Voila la rafale de questions:

-Puis je upgrader l'os 9.2 de la bete jusqu'a Panter avec la license actuelle de l'ancien proprio ?

-Comment recuperer les cd's d'install ?

-Dans l'optique ou je dois acheter Panter, ou en trouver une verion neuve ? je ne veux pas de version d'occaz' sur Ebay ou je ne sais quoi.

En gros puis je me procurer Panter sans avoir a l'acheter et si je dois l'acheter ou le trouver?

Je pense degager le DD d'origine pour le remplacer par un autre, l'installation se fera t'elle sans probleme sur un disque vierge? (je suppose que oui avec l'utilitaire d'installation).

Et enfin (je m'arrete la mais ne vous y trompez pas ce n'est qu'un debut) des logiciels telechargés via un pc sont ils installables sur un mac via une cle usb en fat 32 sans probleme, j'entends par la, le passage du fichier sur le pc ne le "corrompt" il pas vis a vis du Mac ?

Je vous remercie d'avance pour vos reponses, j'espere avoir posté ce tread dans le forum approprié.

Peace et de joyeuses fetes a tous.


----------



## LeConcombreMaske (24 Décembre 2007)

Il te faut impérativement acheter (neuf ou occase) OS X Panther (essaye une recherche via Google, petites annonces MacG ou autres site "mac"...)

Avant l'installation, pense à mettre à jour le firmware (nombreux fils à ce sujet sur les forums MacG ).

Pour le changement de ton DD, je pense que tu risque de rencontrer quelques difficultés pour trouver aujourd'hui du matériel neuf compatible (IDE 128 Go maxi si je ne dis pas de bêtise -> a confirmer donc)

Concernant l'installation de soft téléchargés "via" le PC, je ne sais pas, l'inverse par contre marche très bien...

Pense à effectuer des recherches et plus particulièrement dans ce sous forum


----------



## Pascal 77 (24 Décembre 2007)

Pour Panther, ça sera d'occase forcément, à moins de dégoter une boite qui dort depuis 4 ans dans une réserve d'arrière boutique. 320 Mo, sur un G3/300, ça tournera (j'ai même réussi à le faire tourner avec 288 sur un "Palourde", mais ça tournerait mieux avec 512 (Panther tourne mieux sur mon PowerBook G3/266 Mhz avec 512 Mo que sur le palourde (G3/300 Mhz) avec 288 Mo

Pour le DD, notre cucurbitacée favorite t'a donné une indication un peu pessimiste : n'importe quel disque IDE P-ATA pourra fonctionner dans ce Mac (mais attention, pas S-ATA), mais quelle qu'en soit la taille, la partie utilisable ne pourra pas dépasser 128 Go, inutile donc de mettre un 2 To, ça serait du gaspillage. Par contre, confronté au même cas de figure que toi avec mon G4, j'y ai monté un "160 Go" (149 Go effectifs), reconnu comme un 128, ça ne fait perdre qu'une vingtaine de Go, et comme l'alternative immédiatement inférieure est un 80 Go (75 Go effectifs), c'est, vu le prix, tout à fait acceptable. Sinon, tu peux aussi y greffer une carte contrôleur ATA sur un des slots PCI (mais sur le G3, je ne suis pas certain qu'elle sera "bootable", à vérifier).

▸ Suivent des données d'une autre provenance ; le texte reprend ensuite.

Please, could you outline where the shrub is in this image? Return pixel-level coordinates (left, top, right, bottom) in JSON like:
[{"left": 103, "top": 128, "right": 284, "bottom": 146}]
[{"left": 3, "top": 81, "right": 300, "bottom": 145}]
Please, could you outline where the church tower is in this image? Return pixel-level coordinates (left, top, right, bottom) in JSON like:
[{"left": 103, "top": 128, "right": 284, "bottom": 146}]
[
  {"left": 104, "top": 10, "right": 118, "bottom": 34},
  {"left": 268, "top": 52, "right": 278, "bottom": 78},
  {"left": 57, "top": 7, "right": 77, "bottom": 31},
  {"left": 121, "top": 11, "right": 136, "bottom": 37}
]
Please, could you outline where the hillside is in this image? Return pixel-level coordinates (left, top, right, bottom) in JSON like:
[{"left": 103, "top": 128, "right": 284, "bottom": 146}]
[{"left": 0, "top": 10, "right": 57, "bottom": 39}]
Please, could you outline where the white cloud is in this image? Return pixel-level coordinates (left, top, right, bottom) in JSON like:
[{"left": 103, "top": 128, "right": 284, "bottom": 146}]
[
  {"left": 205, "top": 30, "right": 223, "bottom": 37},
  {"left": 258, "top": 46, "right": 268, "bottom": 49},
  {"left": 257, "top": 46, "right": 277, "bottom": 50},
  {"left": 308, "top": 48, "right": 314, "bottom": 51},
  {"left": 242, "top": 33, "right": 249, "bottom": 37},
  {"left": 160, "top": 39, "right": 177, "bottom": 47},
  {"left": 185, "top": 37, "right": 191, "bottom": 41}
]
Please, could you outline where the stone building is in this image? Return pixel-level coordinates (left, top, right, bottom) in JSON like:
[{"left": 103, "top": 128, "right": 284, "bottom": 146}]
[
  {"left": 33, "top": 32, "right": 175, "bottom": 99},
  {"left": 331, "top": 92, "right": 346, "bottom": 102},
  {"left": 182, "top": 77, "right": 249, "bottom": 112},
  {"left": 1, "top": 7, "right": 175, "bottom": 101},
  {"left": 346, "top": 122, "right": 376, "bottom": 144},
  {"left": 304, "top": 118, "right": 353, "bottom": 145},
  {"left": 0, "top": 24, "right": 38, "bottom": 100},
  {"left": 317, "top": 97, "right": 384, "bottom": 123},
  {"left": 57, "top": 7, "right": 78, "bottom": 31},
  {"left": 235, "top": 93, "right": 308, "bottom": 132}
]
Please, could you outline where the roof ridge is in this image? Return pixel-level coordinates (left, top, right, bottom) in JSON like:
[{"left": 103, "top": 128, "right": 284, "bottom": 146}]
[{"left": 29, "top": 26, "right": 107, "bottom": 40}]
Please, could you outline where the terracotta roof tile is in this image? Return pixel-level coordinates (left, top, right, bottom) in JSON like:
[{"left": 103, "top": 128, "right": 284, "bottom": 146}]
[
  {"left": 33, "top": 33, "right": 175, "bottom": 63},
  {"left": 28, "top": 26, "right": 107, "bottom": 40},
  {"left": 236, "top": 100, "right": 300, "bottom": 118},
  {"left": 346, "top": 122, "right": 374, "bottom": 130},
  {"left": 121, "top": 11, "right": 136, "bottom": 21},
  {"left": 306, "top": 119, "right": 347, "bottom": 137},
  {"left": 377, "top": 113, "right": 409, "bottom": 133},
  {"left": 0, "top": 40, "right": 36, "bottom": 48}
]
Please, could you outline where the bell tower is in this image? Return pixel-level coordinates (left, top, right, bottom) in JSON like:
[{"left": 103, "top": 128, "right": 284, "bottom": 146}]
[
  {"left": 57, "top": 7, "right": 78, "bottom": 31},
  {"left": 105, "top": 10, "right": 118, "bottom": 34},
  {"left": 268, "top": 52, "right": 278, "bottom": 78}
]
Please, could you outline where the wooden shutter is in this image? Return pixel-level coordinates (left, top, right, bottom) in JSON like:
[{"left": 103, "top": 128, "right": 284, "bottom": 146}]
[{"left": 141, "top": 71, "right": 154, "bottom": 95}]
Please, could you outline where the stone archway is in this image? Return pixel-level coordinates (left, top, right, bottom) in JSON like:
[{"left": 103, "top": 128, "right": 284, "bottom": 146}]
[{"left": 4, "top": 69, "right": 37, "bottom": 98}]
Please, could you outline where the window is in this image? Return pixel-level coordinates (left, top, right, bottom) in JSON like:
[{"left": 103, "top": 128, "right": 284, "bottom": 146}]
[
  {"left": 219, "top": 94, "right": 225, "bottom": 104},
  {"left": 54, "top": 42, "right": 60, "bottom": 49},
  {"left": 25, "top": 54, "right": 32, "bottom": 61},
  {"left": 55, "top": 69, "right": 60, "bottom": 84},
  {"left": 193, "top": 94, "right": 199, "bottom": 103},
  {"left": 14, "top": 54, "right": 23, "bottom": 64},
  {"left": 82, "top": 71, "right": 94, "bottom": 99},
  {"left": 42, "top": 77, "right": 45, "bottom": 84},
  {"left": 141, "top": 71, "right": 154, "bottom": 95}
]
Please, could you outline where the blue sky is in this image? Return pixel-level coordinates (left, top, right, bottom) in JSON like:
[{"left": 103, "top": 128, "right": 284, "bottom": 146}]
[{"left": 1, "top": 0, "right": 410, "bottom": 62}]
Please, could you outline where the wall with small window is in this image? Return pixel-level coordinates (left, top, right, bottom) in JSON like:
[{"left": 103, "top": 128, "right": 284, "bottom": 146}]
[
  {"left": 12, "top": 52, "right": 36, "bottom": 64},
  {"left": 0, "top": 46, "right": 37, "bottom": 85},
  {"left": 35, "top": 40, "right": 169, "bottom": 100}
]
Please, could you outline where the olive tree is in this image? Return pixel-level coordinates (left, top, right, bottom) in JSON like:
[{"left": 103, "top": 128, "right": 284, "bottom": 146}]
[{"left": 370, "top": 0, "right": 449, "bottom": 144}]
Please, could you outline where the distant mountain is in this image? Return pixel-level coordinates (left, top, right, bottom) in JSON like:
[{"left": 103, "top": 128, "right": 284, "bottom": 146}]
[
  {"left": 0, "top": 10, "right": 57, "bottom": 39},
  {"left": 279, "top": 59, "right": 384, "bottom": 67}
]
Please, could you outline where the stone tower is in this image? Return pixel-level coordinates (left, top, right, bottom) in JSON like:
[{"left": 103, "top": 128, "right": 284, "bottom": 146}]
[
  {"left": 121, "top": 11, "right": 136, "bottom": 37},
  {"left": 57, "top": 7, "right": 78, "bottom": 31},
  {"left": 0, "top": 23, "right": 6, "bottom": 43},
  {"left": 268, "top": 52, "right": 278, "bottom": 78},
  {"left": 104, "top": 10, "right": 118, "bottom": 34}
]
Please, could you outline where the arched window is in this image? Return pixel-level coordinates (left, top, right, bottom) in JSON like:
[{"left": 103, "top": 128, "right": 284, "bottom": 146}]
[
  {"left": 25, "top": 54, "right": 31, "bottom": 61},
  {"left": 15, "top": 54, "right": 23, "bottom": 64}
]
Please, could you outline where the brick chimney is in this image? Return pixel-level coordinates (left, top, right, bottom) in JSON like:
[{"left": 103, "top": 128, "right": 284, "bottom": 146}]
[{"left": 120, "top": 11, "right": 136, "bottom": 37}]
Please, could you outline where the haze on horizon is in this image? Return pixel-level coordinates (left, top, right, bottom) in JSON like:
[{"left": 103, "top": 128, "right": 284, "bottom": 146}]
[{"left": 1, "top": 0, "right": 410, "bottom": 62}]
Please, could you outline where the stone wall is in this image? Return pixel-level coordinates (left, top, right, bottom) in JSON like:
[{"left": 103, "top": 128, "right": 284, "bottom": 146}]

Pour les "softs téléchargés depuis un PC", aucun problème *du moment que tu ne les décompactes pas sur le PC.*


----------



## claude72 (24 Décembre 2007)

ghostfader a dit:


> Je pense degager le DD d'origine pour le remplacer par un autre, l'installation se fera t'elle sans probleme sur un disque vierge? (je suppose que oui avec l'utilitaire d'installation).

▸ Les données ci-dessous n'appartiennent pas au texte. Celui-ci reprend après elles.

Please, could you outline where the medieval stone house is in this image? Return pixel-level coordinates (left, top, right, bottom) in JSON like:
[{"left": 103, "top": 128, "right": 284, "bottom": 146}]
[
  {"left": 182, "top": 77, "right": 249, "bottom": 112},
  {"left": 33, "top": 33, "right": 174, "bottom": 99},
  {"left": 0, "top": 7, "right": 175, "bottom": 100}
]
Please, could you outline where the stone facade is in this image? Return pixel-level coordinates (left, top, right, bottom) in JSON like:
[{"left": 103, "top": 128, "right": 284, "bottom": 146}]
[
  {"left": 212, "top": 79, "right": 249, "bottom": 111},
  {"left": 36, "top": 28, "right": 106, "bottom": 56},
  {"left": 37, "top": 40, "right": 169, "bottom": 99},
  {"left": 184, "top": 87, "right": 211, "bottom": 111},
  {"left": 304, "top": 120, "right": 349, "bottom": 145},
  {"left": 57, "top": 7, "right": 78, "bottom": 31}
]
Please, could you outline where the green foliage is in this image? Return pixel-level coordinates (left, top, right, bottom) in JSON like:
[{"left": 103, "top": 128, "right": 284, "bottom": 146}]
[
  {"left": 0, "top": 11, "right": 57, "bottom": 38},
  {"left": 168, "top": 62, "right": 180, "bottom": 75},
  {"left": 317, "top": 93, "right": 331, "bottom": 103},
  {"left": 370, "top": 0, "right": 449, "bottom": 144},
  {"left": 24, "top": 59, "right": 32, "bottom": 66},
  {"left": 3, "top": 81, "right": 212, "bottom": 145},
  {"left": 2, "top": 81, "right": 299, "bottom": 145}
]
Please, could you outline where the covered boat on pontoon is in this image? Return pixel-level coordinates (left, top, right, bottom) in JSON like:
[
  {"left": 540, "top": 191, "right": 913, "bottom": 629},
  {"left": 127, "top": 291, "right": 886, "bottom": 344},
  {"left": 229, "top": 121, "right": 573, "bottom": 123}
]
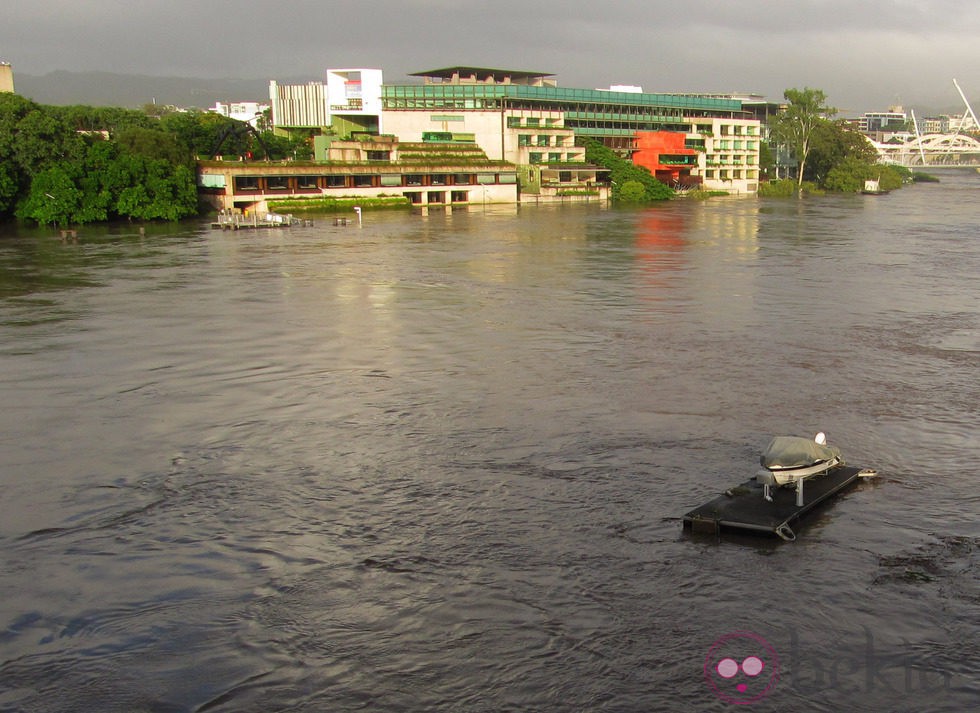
[{"left": 755, "top": 433, "right": 844, "bottom": 502}]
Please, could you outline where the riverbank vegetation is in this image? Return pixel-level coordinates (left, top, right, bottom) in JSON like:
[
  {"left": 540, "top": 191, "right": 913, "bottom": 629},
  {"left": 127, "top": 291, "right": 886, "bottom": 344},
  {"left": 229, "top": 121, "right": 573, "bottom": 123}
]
[
  {"left": 0, "top": 94, "right": 309, "bottom": 226},
  {"left": 765, "top": 87, "right": 912, "bottom": 195}
]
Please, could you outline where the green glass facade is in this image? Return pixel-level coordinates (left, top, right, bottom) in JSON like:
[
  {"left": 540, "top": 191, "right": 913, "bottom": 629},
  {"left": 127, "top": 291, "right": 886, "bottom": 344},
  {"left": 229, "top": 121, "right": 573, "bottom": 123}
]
[{"left": 382, "top": 84, "right": 743, "bottom": 137}]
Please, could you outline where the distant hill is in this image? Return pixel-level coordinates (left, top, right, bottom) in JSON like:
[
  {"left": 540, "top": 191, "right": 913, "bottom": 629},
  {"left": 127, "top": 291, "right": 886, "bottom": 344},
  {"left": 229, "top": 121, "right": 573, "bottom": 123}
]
[
  {"left": 13, "top": 70, "right": 319, "bottom": 109},
  {"left": 10, "top": 70, "right": 970, "bottom": 120}
]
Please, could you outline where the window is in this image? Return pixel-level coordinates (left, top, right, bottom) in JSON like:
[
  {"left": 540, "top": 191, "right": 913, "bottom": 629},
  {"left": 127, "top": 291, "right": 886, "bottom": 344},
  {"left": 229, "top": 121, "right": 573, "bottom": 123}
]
[
  {"left": 266, "top": 176, "right": 289, "bottom": 190},
  {"left": 454, "top": 173, "right": 474, "bottom": 184},
  {"left": 529, "top": 153, "right": 543, "bottom": 164},
  {"left": 549, "top": 153, "right": 561, "bottom": 163},
  {"left": 326, "top": 175, "right": 347, "bottom": 188},
  {"left": 366, "top": 151, "right": 390, "bottom": 161},
  {"left": 296, "top": 175, "right": 318, "bottom": 190},
  {"left": 234, "top": 176, "right": 260, "bottom": 191},
  {"left": 526, "top": 118, "right": 540, "bottom": 127},
  {"left": 518, "top": 135, "right": 531, "bottom": 147},
  {"left": 352, "top": 175, "right": 374, "bottom": 187},
  {"left": 451, "top": 191, "right": 468, "bottom": 203}
]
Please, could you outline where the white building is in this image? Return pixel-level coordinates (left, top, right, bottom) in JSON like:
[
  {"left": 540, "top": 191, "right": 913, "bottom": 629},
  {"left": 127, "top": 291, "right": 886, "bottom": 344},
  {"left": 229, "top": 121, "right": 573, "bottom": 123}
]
[
  {"left": 690, "top": 118, "right": 762, "bottom": 194},
  {"left": 270, "top": 68, "right": 383, "bottom": 134},
  {"left": 209, "top": 101, "right": 269, "bottom": 127},
  {"left": 859, "top": 109, "right": 907, "bottom": 133}
]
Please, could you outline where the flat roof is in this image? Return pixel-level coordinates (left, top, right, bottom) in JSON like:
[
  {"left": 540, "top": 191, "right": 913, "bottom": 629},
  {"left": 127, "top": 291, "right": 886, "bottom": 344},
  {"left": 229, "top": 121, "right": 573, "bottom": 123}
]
[{"left": 410, "top": 66, "right": 555, "bottom": 82}]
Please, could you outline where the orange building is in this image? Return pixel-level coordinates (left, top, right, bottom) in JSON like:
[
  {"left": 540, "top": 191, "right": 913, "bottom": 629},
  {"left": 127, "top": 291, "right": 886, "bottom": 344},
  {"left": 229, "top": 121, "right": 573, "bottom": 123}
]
[{"left": 632, "top": 131, "right": 700, "bottom": 188}]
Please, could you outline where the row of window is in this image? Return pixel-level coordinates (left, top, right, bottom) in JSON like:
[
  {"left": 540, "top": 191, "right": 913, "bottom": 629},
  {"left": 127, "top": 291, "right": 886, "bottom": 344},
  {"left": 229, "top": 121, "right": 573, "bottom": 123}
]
[
  {"left": 526, "top": 152, "right": 583, "bottom": 164},
  {"left": 714, "top": 141, "right": 759, "bottom": 150},
  {"left": 231, "top": 174, "right": 516, "bottom": 192},
  {"left": 706, "top": 156, "right": 759, "bottom": 165},
  {"left": 567, "top": 120, "right": 691, "bottom": 133},
  {"left": 695, "top": 124, "right": 759, "bottom": 136},
  {"left": 384, "top": 99, "right": 503, "bottom": 110},
  {"left": 517, "top": 134, "right": 572, "bottom": 147},
  {"left": 703, "top": 169, "right": 760, "bottom": 180},
  {"left": 404, "top": 191, "right": 473, "bottom": 205},
  {"left": 382, "top": 85, "right": 740, "bottom": 113},
  {"left": 506, "top": 116, "right": 562, "bottom": 128}
]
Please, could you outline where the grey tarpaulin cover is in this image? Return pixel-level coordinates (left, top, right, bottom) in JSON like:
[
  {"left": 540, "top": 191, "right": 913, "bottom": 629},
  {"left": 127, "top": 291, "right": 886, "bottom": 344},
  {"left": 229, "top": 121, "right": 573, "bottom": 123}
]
[{"left": 760, "top": 436, "right": 843, "bottom": 469}]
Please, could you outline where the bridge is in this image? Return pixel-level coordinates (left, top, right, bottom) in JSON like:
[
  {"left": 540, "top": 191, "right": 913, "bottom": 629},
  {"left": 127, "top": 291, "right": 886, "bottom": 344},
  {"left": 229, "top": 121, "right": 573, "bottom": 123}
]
[
  {"left": 869, "top": 132, "right": 980, "bottom": 168},
  {"left": 869, "top": 78, "right": 980, "bottom": 168}
]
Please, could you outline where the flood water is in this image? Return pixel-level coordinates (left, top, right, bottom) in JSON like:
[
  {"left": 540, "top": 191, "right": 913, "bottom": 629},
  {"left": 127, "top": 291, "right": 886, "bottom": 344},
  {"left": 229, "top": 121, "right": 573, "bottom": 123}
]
[{"left": 1, "top": 172, "right": 978, "bottom": 712}]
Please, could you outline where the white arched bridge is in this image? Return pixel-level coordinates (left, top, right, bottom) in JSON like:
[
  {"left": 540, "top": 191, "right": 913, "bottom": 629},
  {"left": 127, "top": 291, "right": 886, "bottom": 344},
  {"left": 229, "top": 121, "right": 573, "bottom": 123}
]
[{"left": 869, "top": 132, "right": 980, "bottom": 168}]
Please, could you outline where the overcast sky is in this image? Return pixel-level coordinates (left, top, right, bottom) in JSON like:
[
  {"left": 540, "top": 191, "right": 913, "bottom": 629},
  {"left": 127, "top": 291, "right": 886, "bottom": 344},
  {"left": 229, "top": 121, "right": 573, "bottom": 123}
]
[{"left": 3, "top": 0, "right": 979, "bottom": 114}]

D'abord il faudrait vérifier quel est le modèle exact de ton G3... si c'est un Rev1, tu ne pourras probablement pas changer le disque-dur, ni en ajouter un autre.

http://forums.macg.co/vbulletin/showpost.php?p=3880534&postcount=16


----------



## FredStrasbourg (24 Décembre 2007)

claude72 a dit:


> D'abord il faudrait vérifier quel est le modèle exact de ton G3... si c'est un Rev1, tu ne pourras probablement pas changer le disque-dur, ni en ajouter un autre.
> 
> http://forums.macg.co/vbulletin/showpost.php?p=3880534&postcount=16



Faux ! J'ai eu ce G3 rev 1 (30.000 balles à l'époque, avec écran !), j'ai changé le disque d'origine sans problème, et ai même pu en rajouter un autre (dans l'emplacement prévu pour un ZIP). Tout roulait sans aucun souci !
Pour info, j'ai refilé la bête il y a peu, mais elle tournait sous Tiger avec 384 Mo de Ram. C'est clair, ça ramait un brin, mais ma soeur réussissait à y faire "tourner" la suite CS 1.


----------



## claude72 (24 Décembre 2007)

fredlimacher a dit:


> Faux ! J'ai eu ce G3 rev 1 (30.000 balles à l'époque, avec écran !), j'ai changé le disque d'origine sans problème, et ai même pu en rajouter un autre (dans l'emplacement prévu pour un ZIP). Tout roulait sans aucun souci !


Vrai ! Désolé, mais tu n'as pas compris ce que j'ai expliqué : tout d'abord, le problème du Rev1 est connu et reconnu, y compris par Apple, et je ne fais que diffuser l'information sur ce problème...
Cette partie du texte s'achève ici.